KIM Gibbs was born and raised in the Griffith area and it’s not difficult to see where the artist got her inspiration for her creations on show at Saturday’s Riverina Field Days.
Ms Gibbs showcased her collection of corrugated iron sculptures of local flora and fauna at the most recent field days.
"They are all Australian,” she said.
“All things to do with my life and where I have grown up and my love for Australian animals and vegetation.
No stranger to field days, travelling regionally to display and sell her creations, Ms Gibbs explained how the ethos behind her work mirrors new approaches to farming.
“It’s re-purposing the corrugated iron into something beautiful,” she said.
"I collect old sheds and roofs from friends farms and properties and I clean them up and cut them up and I try to make something beautiful.
"It is a very unforgiving produce, to make it into something amazing can be difficult.”
Ms Gibbs said the purpose of her work was not so different to the changing approaches to farming on display at the field days as the region worked to become more adaptable.

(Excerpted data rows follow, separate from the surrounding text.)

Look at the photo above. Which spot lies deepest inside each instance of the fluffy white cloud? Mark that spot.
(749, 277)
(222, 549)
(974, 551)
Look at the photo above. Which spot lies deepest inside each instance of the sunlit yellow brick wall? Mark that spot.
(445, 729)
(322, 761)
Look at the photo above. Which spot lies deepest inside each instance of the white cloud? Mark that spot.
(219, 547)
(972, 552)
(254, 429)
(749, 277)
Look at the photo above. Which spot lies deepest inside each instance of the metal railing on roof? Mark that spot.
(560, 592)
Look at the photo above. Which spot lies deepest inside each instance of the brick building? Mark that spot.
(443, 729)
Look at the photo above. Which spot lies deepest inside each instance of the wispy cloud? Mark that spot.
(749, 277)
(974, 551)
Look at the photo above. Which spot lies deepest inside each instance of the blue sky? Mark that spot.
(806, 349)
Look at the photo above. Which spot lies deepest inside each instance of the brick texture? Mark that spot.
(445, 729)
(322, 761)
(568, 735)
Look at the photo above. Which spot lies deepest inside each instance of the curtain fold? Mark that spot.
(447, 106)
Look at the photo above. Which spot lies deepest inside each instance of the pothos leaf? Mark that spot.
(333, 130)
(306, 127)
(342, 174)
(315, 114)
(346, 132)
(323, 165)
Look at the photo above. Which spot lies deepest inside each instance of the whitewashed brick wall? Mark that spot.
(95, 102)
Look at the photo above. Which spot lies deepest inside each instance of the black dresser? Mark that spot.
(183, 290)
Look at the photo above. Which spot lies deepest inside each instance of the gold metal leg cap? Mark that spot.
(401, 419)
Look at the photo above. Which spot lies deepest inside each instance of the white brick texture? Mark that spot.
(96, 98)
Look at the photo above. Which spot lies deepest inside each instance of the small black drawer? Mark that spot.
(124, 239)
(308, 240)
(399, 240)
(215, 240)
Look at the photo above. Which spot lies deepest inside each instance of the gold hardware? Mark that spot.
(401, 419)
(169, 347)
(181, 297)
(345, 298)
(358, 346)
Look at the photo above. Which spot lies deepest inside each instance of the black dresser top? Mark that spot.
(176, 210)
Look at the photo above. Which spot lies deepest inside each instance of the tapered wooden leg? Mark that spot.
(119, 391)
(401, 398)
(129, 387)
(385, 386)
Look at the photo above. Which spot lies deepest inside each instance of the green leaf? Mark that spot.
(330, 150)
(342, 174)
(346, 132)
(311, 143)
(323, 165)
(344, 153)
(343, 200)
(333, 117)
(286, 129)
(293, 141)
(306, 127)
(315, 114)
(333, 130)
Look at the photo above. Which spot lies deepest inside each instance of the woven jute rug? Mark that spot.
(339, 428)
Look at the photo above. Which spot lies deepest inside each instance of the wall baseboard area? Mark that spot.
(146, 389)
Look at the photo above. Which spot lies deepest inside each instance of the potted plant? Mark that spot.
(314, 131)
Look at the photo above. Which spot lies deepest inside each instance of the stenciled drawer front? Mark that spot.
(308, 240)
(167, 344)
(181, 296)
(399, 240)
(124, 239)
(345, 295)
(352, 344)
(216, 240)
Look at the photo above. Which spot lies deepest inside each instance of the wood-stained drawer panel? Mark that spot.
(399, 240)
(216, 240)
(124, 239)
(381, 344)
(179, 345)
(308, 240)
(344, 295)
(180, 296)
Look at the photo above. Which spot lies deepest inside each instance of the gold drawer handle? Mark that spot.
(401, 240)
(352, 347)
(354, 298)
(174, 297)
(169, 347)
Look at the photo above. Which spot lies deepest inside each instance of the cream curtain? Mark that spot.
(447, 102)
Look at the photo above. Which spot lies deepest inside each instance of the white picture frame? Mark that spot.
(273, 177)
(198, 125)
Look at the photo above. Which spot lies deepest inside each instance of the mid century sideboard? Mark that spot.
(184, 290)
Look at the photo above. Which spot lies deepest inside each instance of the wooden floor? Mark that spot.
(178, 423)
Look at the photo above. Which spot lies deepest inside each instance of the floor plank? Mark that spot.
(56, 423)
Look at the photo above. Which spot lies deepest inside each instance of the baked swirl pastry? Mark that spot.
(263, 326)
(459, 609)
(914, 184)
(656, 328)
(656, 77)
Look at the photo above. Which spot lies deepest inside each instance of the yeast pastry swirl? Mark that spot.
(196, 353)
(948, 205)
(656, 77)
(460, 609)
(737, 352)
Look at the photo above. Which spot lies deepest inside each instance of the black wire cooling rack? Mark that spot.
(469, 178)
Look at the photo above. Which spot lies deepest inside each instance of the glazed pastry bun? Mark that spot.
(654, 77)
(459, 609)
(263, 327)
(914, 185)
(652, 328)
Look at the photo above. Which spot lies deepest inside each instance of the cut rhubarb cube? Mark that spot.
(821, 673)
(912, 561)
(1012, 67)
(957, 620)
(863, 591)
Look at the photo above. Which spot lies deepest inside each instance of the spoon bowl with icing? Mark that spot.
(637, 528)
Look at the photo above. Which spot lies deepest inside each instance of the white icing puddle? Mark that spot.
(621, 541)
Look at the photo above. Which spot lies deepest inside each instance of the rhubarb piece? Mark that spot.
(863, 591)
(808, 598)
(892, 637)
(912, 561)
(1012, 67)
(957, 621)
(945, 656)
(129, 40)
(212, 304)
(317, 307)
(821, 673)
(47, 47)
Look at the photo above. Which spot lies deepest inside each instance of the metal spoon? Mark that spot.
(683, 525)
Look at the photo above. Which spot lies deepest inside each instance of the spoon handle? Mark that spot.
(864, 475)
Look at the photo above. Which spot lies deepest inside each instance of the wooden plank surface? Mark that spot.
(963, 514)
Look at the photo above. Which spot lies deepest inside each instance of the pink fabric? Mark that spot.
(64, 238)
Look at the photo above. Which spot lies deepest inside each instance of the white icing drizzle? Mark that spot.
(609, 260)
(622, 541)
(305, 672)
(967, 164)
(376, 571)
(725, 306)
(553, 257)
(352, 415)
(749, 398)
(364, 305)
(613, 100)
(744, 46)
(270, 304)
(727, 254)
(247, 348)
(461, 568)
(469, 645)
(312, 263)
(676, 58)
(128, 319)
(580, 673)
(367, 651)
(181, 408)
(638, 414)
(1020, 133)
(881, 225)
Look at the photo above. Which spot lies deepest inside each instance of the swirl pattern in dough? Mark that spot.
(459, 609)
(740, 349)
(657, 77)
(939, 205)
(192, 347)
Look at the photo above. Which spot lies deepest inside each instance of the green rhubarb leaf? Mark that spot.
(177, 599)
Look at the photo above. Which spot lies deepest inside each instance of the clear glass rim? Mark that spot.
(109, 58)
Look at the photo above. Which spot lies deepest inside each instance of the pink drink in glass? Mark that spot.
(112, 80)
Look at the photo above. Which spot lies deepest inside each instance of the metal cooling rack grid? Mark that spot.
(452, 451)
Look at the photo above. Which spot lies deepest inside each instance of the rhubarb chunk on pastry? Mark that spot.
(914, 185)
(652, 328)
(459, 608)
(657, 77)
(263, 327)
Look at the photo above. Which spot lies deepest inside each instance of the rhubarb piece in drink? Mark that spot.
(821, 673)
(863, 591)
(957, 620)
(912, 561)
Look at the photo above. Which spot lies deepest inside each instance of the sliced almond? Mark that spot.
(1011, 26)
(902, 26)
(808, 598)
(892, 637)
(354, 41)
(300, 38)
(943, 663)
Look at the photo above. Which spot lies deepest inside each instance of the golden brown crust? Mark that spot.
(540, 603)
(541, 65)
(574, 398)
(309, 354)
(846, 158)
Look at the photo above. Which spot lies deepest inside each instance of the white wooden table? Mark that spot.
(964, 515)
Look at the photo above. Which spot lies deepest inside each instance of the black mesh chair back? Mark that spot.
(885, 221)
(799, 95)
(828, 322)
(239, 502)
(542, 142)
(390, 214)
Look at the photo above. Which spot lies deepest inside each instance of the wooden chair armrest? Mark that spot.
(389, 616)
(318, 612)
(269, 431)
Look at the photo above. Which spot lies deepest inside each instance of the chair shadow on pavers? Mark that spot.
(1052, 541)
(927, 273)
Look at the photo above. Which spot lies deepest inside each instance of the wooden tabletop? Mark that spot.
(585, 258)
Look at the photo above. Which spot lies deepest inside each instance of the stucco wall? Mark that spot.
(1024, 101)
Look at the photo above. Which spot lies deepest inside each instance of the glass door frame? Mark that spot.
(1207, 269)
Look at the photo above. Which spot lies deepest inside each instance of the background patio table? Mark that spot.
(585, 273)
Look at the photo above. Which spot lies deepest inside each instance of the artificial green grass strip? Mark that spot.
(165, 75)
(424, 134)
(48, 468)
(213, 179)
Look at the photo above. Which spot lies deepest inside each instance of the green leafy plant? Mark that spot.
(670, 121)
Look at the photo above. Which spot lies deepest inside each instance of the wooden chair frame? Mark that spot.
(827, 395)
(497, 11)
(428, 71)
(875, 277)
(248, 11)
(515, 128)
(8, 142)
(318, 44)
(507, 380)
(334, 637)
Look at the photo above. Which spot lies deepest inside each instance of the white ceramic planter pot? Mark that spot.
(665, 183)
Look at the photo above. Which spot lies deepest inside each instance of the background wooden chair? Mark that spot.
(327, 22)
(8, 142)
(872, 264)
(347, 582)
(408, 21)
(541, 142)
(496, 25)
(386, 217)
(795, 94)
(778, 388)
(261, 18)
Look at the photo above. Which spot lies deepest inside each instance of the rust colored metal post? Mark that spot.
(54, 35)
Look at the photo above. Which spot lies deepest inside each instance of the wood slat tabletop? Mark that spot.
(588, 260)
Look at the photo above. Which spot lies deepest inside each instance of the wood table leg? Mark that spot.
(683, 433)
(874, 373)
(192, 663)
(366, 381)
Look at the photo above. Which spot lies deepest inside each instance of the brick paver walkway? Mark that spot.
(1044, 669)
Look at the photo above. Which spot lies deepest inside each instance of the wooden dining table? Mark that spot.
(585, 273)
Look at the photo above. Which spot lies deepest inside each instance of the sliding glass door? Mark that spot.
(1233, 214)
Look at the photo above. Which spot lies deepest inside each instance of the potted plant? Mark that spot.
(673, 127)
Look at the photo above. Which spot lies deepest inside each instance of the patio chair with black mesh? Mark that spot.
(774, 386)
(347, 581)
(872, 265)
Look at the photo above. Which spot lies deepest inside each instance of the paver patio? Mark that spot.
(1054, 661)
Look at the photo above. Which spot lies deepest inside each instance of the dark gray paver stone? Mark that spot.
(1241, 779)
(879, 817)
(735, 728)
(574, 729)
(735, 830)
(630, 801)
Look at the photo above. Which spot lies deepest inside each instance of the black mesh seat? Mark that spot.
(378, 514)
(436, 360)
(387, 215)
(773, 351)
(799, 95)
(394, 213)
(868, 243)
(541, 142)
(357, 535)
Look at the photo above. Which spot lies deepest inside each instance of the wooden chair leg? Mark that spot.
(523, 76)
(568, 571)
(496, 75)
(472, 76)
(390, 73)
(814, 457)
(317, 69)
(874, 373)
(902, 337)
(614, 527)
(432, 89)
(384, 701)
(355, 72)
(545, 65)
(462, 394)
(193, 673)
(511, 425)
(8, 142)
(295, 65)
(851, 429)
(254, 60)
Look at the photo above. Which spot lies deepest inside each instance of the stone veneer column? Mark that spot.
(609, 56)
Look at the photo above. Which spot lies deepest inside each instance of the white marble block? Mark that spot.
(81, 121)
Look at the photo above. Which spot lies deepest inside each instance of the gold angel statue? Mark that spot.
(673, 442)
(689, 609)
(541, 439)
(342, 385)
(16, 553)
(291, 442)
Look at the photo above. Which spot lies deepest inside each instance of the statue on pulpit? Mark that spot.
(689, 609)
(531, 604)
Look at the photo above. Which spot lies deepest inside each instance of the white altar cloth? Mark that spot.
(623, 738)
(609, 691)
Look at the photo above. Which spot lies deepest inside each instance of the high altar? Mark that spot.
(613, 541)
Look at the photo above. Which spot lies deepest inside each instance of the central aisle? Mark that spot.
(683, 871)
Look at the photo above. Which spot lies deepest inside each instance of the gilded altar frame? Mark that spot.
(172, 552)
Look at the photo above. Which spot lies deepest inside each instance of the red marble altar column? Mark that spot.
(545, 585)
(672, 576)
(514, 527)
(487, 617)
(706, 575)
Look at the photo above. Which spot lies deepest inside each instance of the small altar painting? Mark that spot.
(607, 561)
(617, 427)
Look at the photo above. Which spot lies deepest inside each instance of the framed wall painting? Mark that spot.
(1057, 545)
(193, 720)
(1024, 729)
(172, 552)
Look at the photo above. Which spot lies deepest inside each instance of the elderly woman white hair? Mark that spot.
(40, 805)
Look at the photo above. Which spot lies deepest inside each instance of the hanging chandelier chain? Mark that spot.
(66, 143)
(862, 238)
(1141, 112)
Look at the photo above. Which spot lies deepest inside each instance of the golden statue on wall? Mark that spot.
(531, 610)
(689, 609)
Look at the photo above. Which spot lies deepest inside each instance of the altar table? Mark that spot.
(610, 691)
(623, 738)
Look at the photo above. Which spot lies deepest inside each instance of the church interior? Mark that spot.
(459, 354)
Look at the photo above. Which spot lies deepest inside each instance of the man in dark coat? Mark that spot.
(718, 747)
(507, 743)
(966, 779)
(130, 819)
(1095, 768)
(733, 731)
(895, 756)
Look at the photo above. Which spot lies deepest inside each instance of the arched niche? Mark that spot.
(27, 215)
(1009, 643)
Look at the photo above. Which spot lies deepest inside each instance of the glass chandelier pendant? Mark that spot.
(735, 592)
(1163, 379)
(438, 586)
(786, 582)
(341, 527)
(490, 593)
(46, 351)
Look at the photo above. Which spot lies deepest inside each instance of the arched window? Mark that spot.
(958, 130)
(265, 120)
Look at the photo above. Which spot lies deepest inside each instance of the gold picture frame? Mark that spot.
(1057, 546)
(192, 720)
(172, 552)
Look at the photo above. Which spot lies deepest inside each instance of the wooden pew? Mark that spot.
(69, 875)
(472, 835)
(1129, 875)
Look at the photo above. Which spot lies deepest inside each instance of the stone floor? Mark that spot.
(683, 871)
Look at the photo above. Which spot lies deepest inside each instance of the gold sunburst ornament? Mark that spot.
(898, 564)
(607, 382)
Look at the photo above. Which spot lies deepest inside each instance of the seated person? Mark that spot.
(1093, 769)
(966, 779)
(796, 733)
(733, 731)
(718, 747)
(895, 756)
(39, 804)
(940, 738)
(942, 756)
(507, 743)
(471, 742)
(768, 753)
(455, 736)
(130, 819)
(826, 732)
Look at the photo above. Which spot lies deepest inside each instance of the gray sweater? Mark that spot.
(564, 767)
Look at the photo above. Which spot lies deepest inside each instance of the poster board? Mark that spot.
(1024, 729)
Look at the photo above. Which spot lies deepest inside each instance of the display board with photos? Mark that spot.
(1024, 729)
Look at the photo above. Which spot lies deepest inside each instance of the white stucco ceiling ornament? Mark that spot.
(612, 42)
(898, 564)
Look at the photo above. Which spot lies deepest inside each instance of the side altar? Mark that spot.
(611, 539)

"We are all re purposing and recycling, we all have to do our bit and a lot of what is on show here today is about that.
"This is just my way of doing my bit.”
The artist said while she wasn't always re purposing corrugated iron, beginning her career as a painter and drawer.
"I was known to the business owners of the Booligal Pub and they asked me to make them something for outside of the pub, and it obviously had to be weatherproof.
"I said 'I'll have a crack’ and a made a pig and that is still sitting outside the hotel today.
"From there people saw my work and I kept making things to keep up with the demand, at first I dabbled in it but now it's what I do and I absolutely love it
"It has been great to be involved in the field days, the have been wonderful, it's great to be a part of it.”
The event was declared a huge success.